Course partially running

Course code
4S00060
Name of lecturer
Roberto Segala
Number of ECTS credits allocated
5
Other available courses
Academic sector
INF/01 - INFORMATICS
Language of instruction
Italian
Location
VERONA
Period
1st quadrimester (for 2nd and 3rd years of degrees in IT, for the 2nd year of degrees in applied mathematics and for the 4th and 5th years of specialised degrees) dal Oct 2, 2006 al Dec 1, 2006.

Lesson timetable

Learning outcomes

The course addresses the basi concepts for the study of the security of computer systems and computer transactions. Special emphasis is given to the definitional aspects of security, to cryptography, and to the elements that are necessary to understand the existing literature. At the end of the course the student is able to seek and evaluate autonomously solutions to security problems.

Syllabus

Elements of number theory: groups Zm and Zn*, cyclic groups, generators, discrete logarithm, quadratic residuosity, Legendre and Jacobi symbols.
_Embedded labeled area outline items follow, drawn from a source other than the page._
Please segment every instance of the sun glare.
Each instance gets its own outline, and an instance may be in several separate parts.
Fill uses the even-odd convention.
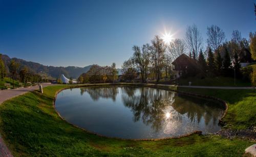
[[[170,116],[170,114],[169,113],[166,113],[165,114],[165,117],[166,117],[167,118],[169,118]]]
[[[163,39],[163,41],[165,43],[165,44],[168,44],[170,43],[170,42],[172,41],[172,40],[173,40],[173,37],[172,35],[169,33],[165,33],[163,37],[162,38]]]

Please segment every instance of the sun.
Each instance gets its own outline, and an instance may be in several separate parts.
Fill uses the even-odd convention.
[[[165,44],[168,44],[173,40],[172,36],[173,36],[172,35],[171,35],[170,33],[165,33],[165,34],[163,35],[162,39],[163,39],[163,41],[165,43]]]

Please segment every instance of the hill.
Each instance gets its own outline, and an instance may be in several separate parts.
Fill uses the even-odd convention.
[[[84,67],[79,67],[76,66],[54,67],[46,66],[38,63],[28,62],[16,58],[10,58],[6,55],[2,55],[2,59],[8,71],[8,65],[9,65],[11,60],[14,60],[19,63],[20,69],[26,66],[30,71],[38,73],[42,77],[47,78],[56,78],[60,74],[63,74],[68,78],[77,78],[81,73],[87,72],[91,66],[91,65],[89,65]]]

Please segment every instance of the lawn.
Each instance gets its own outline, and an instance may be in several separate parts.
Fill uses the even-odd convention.
[[[74,127],[56,113],[52,105],[55,93],[64,87],[49,86],[44,89],[42,94],[37,91],[28,93],[0,106],[0,132],[14,156],[241,156],[244,149],[253,144],[247,140],[198,134],[155,141],[99,137]],[[195,92],[205,92],[228,101],[230,108],[225,118],[227,122],[237,124],[241,121],[238,126],[245,127],[255,118],[254,115],[249,117],[252,116],[250,112],[241,111],[247,108],[255,110],[252,103],[255,95],[252,91],[243,91],[241,94],[236,94],[234,90],[210,91],[200,89]],[[233,113],[236,113],[234,120],[230,118]],[[236,117],[245,113],[247,115]]]
[[[251,86],[251,83],[245,82],[244,81],[237,79],[236,85],[234,85],[234,79],[233,77],[206,77],[200,79],[197,77],[188,77],[186,78],[179,78],[179,84],[181,85],[188,85],[188,82],[191,82],[192,86],[237,86],[237,87],[248,87]]]
[[[178,90],[220,98],[228,104],[228,111],[223,119],[234,129],[256,126],[256,90],[187,88]]]
[[[14,80],[14,86],[18,86],[18,83],[19,82],[18,81]],[[11,86],[12,86],[12,79],[8,77],[5,77],[4,78],[4,81],[0,81],[0,89],[5,89],[5,87],[4,85],[5,83],[10,83],[11,84]]]

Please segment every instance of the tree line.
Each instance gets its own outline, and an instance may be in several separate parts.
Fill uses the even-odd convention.
[[[165,43],[163,39],[156,36],[151,44],[133,46],[132,56],[122,66],[123,80],[132,81],[139,77],[142,82],[146,82],[172,78],[171,63],[183,54],[196,63],[194,75],[231,76],[235,69],[237,77],[243,77],[245,73],[248,78],[253,70],[241,71],[241,63],[245,59],[256,60],[256,32],[250,33],[248,40],[242,38],[240,31],[234,30],[231,40],[227,41],[225,32],[219,27],[211,25],[207,27],[206,34],[207,46],[204,50],[203,38],[195,24],[187,28],[184,39],[174,39]],[[250,55],[242,55],[248,52]]]
[[[20,67],[18,63],[12,60],[8,65],[9,69],[7,72],[4,61],[0,54],[0,79],[4,81],[4,78],[9,76],[12,78],[13,87],[14,87],[14,80],[19,81],[26,85],[28,82],[38,83],[42,80],[40,75],[31,72],[26,66]]]
[[[118,78],[118,71],[116,64],[111,66],[100,66],[93,65],[86,73],[81,74],[78,77],[80,83],[114,83]]]

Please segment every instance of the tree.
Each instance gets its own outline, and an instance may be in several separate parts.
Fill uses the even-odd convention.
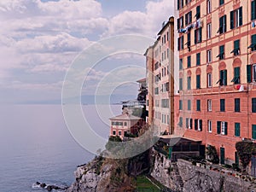
[[[207,154],[208,159],[212,163],[218,164],[219,162],[219,158],[217,154],[215,146],[209,145],[207,147]]]
[[[251,141],[242,141],[236,143],[236,148],[242,166],[242,172],[247,172],[247,167],[249,165],[252,155],[256,153],[256,143]]]

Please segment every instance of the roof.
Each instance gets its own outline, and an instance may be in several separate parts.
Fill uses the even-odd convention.
[[[166,27],[171,23],[171,22],[174,22],[174,17],[171,16],[169,18],[169,20],[165,23],[165,26],[162,27],[162,29],[158,32],[158,35],[160,35],[162,33],[162,32],[166,29]]]
[[[174,145],[177,145],[177,144],[186,144],[186,143],[201,143],[201,141],[194,141],[194,140],[191,140],[191,139],[188,139],[188,138],[185,138],[185,137],[172,137],[172,138],[163,138],[161,137],[160,139],[160,142],[163,142],[165,143],[168,143],[169,146],[174,146]]]
[[[141,118],[134,116],[132,114],[127,114],[127,113],[124,113],[124,114],[120,114],[113,118],[109,119],[110,120],[139,120],[141,119]]]
[[[139,79],[139,80],[137,80],[137,83],[144,83],[144,82],[146,82],[146,78],[143,78],[143,79]]]

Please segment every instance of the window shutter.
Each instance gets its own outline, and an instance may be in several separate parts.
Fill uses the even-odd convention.
[[[240,77],[240,67],[235,67],[235,78]]]
[[[253,139],[256,139],[256,125],[253,125],[252,136]]]
[[[200,89],[201,88],[201,75],[196,75],[196,89]]]
[[[251,7],[251,10],[252,10],[252,20],[255,20],[255,1],[253,0],[253,1],[252,1],[252,7]]]
[[[234,11],[230,12],[230,29],[234,29]]]
[[[220,134],[221,131],[221,121],[217,121],[217,133]]]
[[[242,7],[239,8],[239,26],[242,26]]]
[[[195,119],[195,130],[197,130],[198,125],[197,125],[197,119]]]
[[[227,70],[224,70],[224,83],[227,85]]]
[[[228,122],[225,122],[224,125],[225,125],[224,134],[228,135]]]
[[[252,66],[247,65],[247,83],[252,82]]]
[[[202,131],[202,119],[199,120],[199,126],[200,126],[201,131]]]
[[[190,129],[193,129],[193,119],[190,119]]]

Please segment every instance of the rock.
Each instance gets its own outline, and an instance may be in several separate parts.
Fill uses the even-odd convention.
[[[40,187],[41,187],[41,188],[45,188],[45,187],[46,187],[46,184],[45,184],[45,183],[40,183]]]

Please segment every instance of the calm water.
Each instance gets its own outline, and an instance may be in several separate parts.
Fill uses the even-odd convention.
[[[108,137],[108,122],[93,106],[83,108],[91,126]],[[119,113],[120,106],[113,110]],[[1,106],[0,124],[0,192],[45,191],[32,187],[37,181],[70,185],[76,166],[95,156],[71,137],[61,106]]]

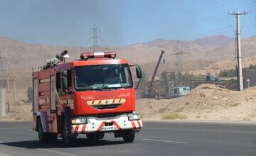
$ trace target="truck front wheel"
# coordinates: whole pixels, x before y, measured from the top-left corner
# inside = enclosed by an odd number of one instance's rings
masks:
[[[76,140],[76,135],[71,135],[70,133],[70,128],[68,126],[66,120],[64,118],[62,128],[62,137],[64,143],[67,145],[72,145]]]
[[[125,131],[122,135],[125,143],[132,143],[134,140],[135,132],[133,130]]]

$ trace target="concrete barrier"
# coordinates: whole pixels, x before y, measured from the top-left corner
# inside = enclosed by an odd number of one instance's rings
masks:
[[[6,80],[0,80],[0,116],[6,115],[5,94]]]

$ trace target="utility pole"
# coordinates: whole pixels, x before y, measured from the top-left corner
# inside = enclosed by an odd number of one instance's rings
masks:
[[[98,39],[101,39],[101,40],[102,40],[102,38],[99,37],[97,35],[98,33],[100,33],[100,30],[97,28],[95,26],[90,30],[90,33],[92,33],[92,37],[89,39],[89,42],[91,40],[93,40],[93,45],[91,47],[91,50],[92,49],[93,52],[97,52],[99,51],[99,49],[101,49],[101,48],[98,45]]]
[[[181,47],[181,50],[171,55],[176,55],[176,72],[182,72],[183,70],[183,55],[185,54],[188,54],[188,52],[184,52],[183,50],[183,46]]]
[[[247,12],[229,12],[229,15],[234,15],[236,18],[236,31],[235,31],[235,40],[237,44],[237,61],[238,61],[238,91],[243,90],[243,82],[242,82],[242,53],[241,53],[241,30],[240,28],[240,16],[246,15]]]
Cryptography: history, symmetric encryption schemas (DES, IDEA, AES), public key cryptosystems (Diffie-Helman, RSA, Bloom-Goldwasser), provable secure encoding, coin flipping, coin flipping in the well, pseudo-random bit and function generation.

Protocols: digital signature, message authentication, bit committment, threshold schemas, non traceable communication, zero-knowledge, digital cash, digital elections, agent authentication, key distribution and certification.

Network security: attacks and defences, viruses, worms, firewalls.

The course consists of 40 hours of frontal lectures. The scientific level is high and most of the results are proven formally. The student is not required to understand all details, but rather to note the similarities between the ways different problems are addressed. This is the element that allows the student to understand the existing literature.

Assessment methods and criteria

There is an oral exam. The student is not required to know formal definitions nor proofs. However, the student should be able to comment formal definitions proposed by the examiner.